Gordon: More adaptive forms will have to come on the market. My friend Spencer MacCallum, an anthropologist who writes on these issues, says that we may see the development of leasehold arrangements rather than traditional contract arrangements. The model he uses is that of hotels and shopping malls, where entrepreneurs provide services that people want. Leaseholds may provide much more flexible property arrangements than we typically imagine.
Reason: You mean the neighborhood association may renegotiate parts of its contract every year? We won't let you build a deck on the back of your house this year, but next year we'll think about it? Or people could decide to live in rigidly defined communities with extremely inflexible contracts if there's a demand for them?
Gordon: Right. All in the direction of increasing competition. People are more mobile than ever, and they have an easier time moving from one place to another as their requirements change.
The downside of these entrepreneurial communities, of course, is that as more affluent people withdraw from cities the interest groups that are left behind become ever more powerful. The people who are victims are the people who are least likely to move. We condemn the poorest to the worst public schools and the worst public services.
Reason: So are decaying urban cores part of an evolutionary process that no planning can overcome?
Gordon: The best thing that's happening to old urban cores is the immigrants, and immigrants have almost nothing to do with the planners except for the fact that planners often give them a hard time when they want to get occupational licenses. The infusion of capital and entrepreneurial skills in the core areas is coming entirely from the immigrants. If we make it our business to chase them out, then we may be hastening the decay of those urban cores.

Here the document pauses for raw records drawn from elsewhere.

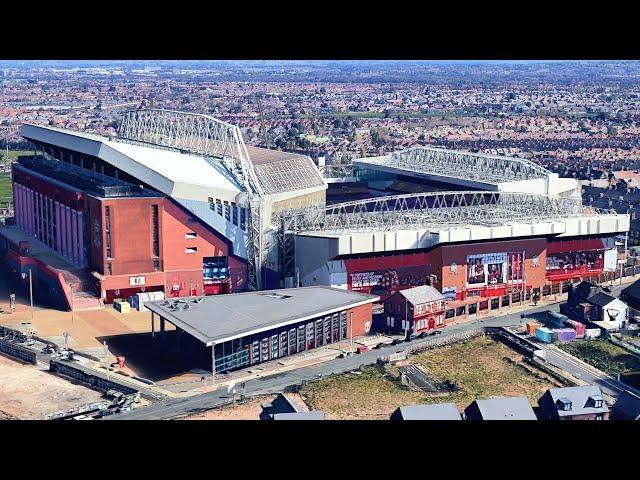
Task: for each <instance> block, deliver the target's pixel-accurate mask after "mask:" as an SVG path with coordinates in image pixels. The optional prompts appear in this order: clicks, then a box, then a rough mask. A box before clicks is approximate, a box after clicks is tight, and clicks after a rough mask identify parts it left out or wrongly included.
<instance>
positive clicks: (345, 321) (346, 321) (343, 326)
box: [340, 312, 347, 340]
mask: <svg viewBox="0 0 640 480" xmlns="http://www.w3.org/2000/svg"><path fill="white" fill-rule="evenodd" d="M345 338H347V312H340V340H344V339H345Z"/></svg>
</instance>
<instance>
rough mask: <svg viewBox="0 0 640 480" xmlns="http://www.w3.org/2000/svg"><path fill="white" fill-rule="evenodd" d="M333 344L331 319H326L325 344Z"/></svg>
mask: <svg viewBox="0 0 640 480" xmlns="http://www.w3.org/2000/svg"><path fill="white" fill-rule="evenodd" d="M330 343H331V317H325V319H324V344H325V345H328V344H330Z"/></svg>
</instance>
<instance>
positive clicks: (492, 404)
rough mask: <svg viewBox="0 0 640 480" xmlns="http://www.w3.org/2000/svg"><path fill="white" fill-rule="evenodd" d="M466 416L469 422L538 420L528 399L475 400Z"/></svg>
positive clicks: (473, 402) (466, 409) (509, 398)
mask: <svg viewBox="0 0 640 480" xmlns="http://www.w3.org/2000/svg"><path fill="white" fill-rule="evenodd" d="M464 414H465V417H466V419H467V420H537V418H536V414H535V412H534V411H533V408H531V404H530V403H529V400H528V399H527V397H498V398H490V399H487V400H475V401H474V402H473V403H471V404H470V405H469V406H468V407H467V408H465V409H464Z"/></svg>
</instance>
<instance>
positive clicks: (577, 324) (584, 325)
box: [564, 320, 585, 338]
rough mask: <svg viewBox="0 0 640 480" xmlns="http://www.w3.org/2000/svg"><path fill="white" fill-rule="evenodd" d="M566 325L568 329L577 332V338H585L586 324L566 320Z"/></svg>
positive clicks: (564, 321) (572, 320)
mask: <svg viewBox="0 0 640 480" xmlns="http://www.w3.org/2000/svg"><path fill="white" fill-rule="evenodd" d="M564 324H565V325H566V326H567V327H569V328H573V329H574V330H575V331H576V338H583V337H584V329H585V325H584V323H580V322H578V321H576V320H565V321H564Z"/></svg>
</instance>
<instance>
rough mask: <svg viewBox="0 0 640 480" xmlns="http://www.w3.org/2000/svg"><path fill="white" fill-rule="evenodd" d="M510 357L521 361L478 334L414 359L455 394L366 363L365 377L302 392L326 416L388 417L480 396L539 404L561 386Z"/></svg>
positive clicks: (336, 383)
mask: <svg viewBox="0 0 640 480" xmlns="http://www.w3.org/2000/svg"><path fill="white" fill-rule="evenodd" d="M505 357H506V358H509V359H511V360H513V361H516V362H518V361H520V360H521V359H522V356H521V355H519V354H518V353H516V352H514V351H513V350H511V349H510V348H508V347H507V346H505V345H504V344H502V343H499V342H497V341H494V340H492V339H491V338H489V337H476V338H474V339H471V340H469V341H467V342H460V343H456V344H454V345H451V346H448V347H443V348H438V349H434V350H429V351H426V352H423V353H420V354H417V355H415V356H413V357H412V358H411V362H412V363H414V364H417V365H421V366H422V367H423V368H424V369H426V370H428V371H429V372H430V373H431V375H432V376H433V377H434V378H436V379H437V380H439V381H444V380H450V381H453V382H455V383H456V385H457V386H458V388H459V390H458V391H456V392H452V393H437V394H433V393H424V392H420V391H410V390H406V389H404V388H402V387H401V386H400V385H399V384H398V383H396V382H394V381H392V379H391V378H389V377H387V376H385V375H384V374H383V372H382V370H381V369H380V368H378V367H367V368H365V369H363V371H362V374H361V375H354V374H346V375H337V376H333V377H329V378H325V379H321V380H318V381H316V382H313V383H310V384H308V385H305V386H304V387H303V388H302V389H301V391H300V394H301V395H302V396H303V397H304V398H305V401H306V402H307V404H308V405H309V407H310V408H312V409H316V410H323V411H324V412H325V413H326V414H327V418H331V419H388V418H389V415H391V413H392V412H393V411H394V410H395V409H396V408H397V407H399V406H402V405H412V404H420V403H443V402H454V403H455V404H456V405H457V406H458V409H459V410H460V411H462V410H463V409H464V408H465V407H466V406H467V405H469V404H470V403H471V402H472V401H473V400H475V399H477V398H488V397H491V396H516V395H524V396H526V397H527V398H529V400H530V401H531V402H532V404H535V403H536V402H537V400H538V398H539V397H540V396H541V395H542V394H543V393H544V392H545V390H546V389H547V388H550V387H554V386H559V383H557V382H556V381H555V380H554V379H552V378H550V377H549V376H547V375H545V374H544V373H543V372H542V371H539V370H535V369H533V367H522V366H519V365H514V364H513V363H512V362H509V361H507V360H505ZM527 368H528V369H529V371H527ZM531 372H534V373H535V375H534V374H533V373H531Z"/></svg>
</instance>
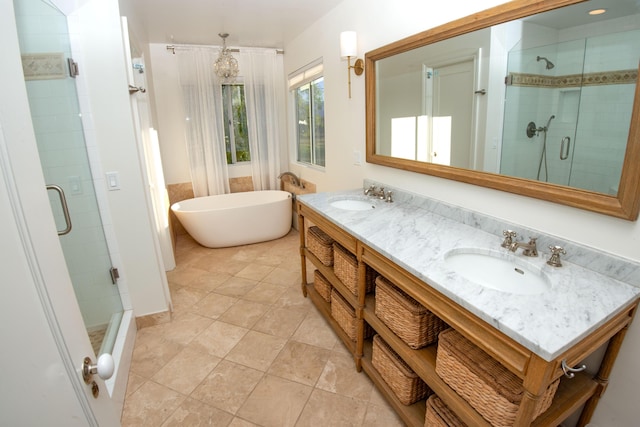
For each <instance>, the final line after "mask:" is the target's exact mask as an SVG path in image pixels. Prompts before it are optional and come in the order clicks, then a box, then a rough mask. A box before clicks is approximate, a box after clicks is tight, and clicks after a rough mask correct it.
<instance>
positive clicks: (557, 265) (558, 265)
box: [547, 246, 567, 267]
mask: <svg viewBox="0 0 640 427" xmlns="http://www.w3.org/2000/svg"><path fill="white" fill-rule="evenodd" d="M549 250H550V251H551V257H549V260H548V261H547V264H549V265H551V266H553V267H562V261H560V255H561V254H562V255H566V254H567V251H565V250H564V248H563V247H562V246H549Z"/></svg>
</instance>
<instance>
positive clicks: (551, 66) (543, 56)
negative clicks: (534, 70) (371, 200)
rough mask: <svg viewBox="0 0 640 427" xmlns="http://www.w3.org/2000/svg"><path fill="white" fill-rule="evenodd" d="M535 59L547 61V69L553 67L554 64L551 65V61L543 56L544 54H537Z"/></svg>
mask: <svg viewBox="0 0 640 427" xmlns="http://www.w3.org/2000/svg"><path fill="white" fill-rule="evenodd" d="M536 61H538V62H540V61H544V62H546V63H547V70H550V69H552V68H553V67H555V65H553V62H551V61H549V60H548V59H547V58H545V57H544V56H538V57H537V58H536Z"/></svg>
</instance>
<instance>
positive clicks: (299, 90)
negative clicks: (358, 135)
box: [294, 77, 325, 166]
mask: <svg viewBox="0 0 640 427" xmlns="http://www.w3.org/2000/svg"><path fill="white" fill-rule="evenodd" d="M294 96H295V105H296V134H297V160H298V161H299V162H301V163H308V164H311V165H316V166H325V152H324V150H325V138H324V78H323V77H320V78H318V79H316V80H313V81H311V82H309V83H307V84H305V85H302V86H300V87H299V88H297V89H295V94H294Z"/></svg>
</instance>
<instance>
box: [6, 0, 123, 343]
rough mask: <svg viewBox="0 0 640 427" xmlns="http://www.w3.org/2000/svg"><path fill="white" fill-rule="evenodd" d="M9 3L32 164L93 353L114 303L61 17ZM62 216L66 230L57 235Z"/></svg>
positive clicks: (104, 245) (51, 11) (77, 95)
mask: <svg viewBox="0 0 640 427" xmlns="http://www.w3.org/2000/svg"><path fill="white" fill-rule="evenodd" d="M14 7H15V11H16V21H17V24H18V33H19V40H20V51H21V53H22V62H23V69H24V73H25V80H26V87H27V93H28V97H29V105H30V109H31V116H32V119H33V125H34V130H35V133H36V140H37V144H38V152H39V154H40V163H41V166H42V170H43V173H44V177H45V180H46V182H47V184H48V185H49V186H48V189H51V190H53V191H48V193H49V200H50V202H51V208H52V211H53V214H54V217H55V218H56V225H57V228H58V230H59V234H60V243H61V245H62V249H63V252H64V256H65V260H66V264H67V268H68V270H69V274H70V276H71V280H72V282H73V287H74V291H75V294H76V299H77V300H78V304H79V306H80V311H81V313H82V317H83V319H84V322H85V326H86V329H87V333H88V335H89V337H90V339H91V343H92V345H93V347H94V350H95V353H96V355H98V354H101V353H111V351H112V348H113V343H114V342H115V336H116V334H117V331H118V327H119V325H120V320H121V317H122V313H123V309H122V301H121V298H120V293H119V290H118V287H117V285H116V284H115V283H114V282H115V280H112V264H111V258H110V255H109V250H108V247H107V242H106V239H105V235H104V229H103V224H102V218H101V214H100V209H99V205H98V201H97V198H96V192H95V189H94V182H93V177H92V173H91V166H90V162H89V156H88V152H87V146H86V142H85V139H84V130H83V126H82V120H81V113H80V108H79V103H78V94H77V90H76V85H75V81H74V79H73V78H72V77H71V76H70V73H69V66H68V59H69V58H70V57H71V49H70V46H71V45H70V41H69V35H68V29H67V19H66V16H64V14H62V13H61V12H60V11H59V10H57V9H56V8H55V7H54V6H52V5H51V4H49V3H46V2H44V1H42V0H20V1H14ZM58 189H60V190H61V191H62V193H61V192H59V191H58ZM62 194H64V197H62ZM65 200H66V204H67V206H68V219H67V218H65V212H64V209H63V203H62V202H63V201H65ZM69 220H70V226H71V229H70V231H69V232H68V233H65V234H62V233H61V231H62V230H65V229H66V228H68V227H69V224H68V221H69Z"/></svg>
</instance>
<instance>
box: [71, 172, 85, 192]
mask: <svg viewBox="0 0 640 427" xmlns="http://www.w3.org/2000/svg"><path fill="white" fill-rule="evenodd" d="M69 187H71V194H82V185H81V184H80V177H79V176H77V175H76V176H70V177H69Z"/></svg>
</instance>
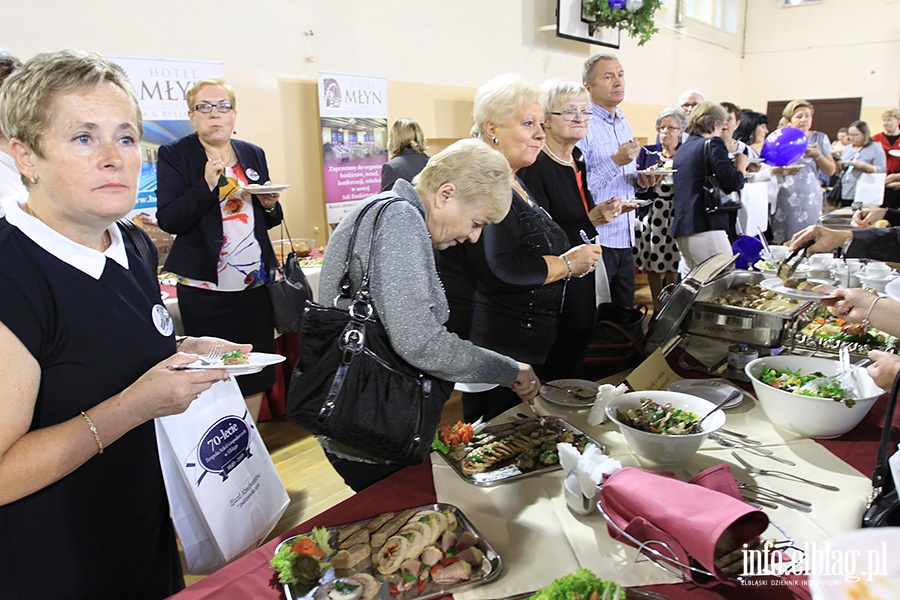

Reason: You don't fit the profile of the typical urban planner, advocating top-down remedies. How did you arrive where you are? Are you indeed atypical?
Gordon: Planning is so eclectic it draws people from everywhere: architecture, the social sciences, the natural sciences. You really get an odd stew. I have a very Hayekian view of the world, and given the way that I view the evolution of the built environment, the Hayekian view has a lot to say. I teach about markets, so I'm less suspicious of market mechanisms than most of my planning colleagues.
And even when I speak with like-minded colleagues, I have to ask if market-friendly planning is realistic or plausible. Is there any mileage in doing market-friendly planning, or are spontaneous orders or spontaneous adjustments going to outdistance what planners try to do all the time? And that's why it's interesting to look at the migrations that are going on into the exurbs and into private communities, because those are going on in spite of any planning or any policy.
If we have local policy interests, and we have an understanding of the role of markets, then I think you reach the conclusion that a lot of the conventional, command-and-control stuff is disastrous. Spending $7.00 per rider to lose a billion transit riders is disastrous. So I think we have a huge case study which does not offer us any cause for optimism for traditional planning.
What can we, as researchers, really do? We can quit, or we can keep believing--let's unearth some of these facts and ideas, present them as best we can, and maybe somebody will learn something.
Reason: How are you perceived in the planning community? Are you on the fringe?
Gordon: I'm at the edge of the fringe.
Reason: So when you go to the American Planning Association's convention, do you drink alone?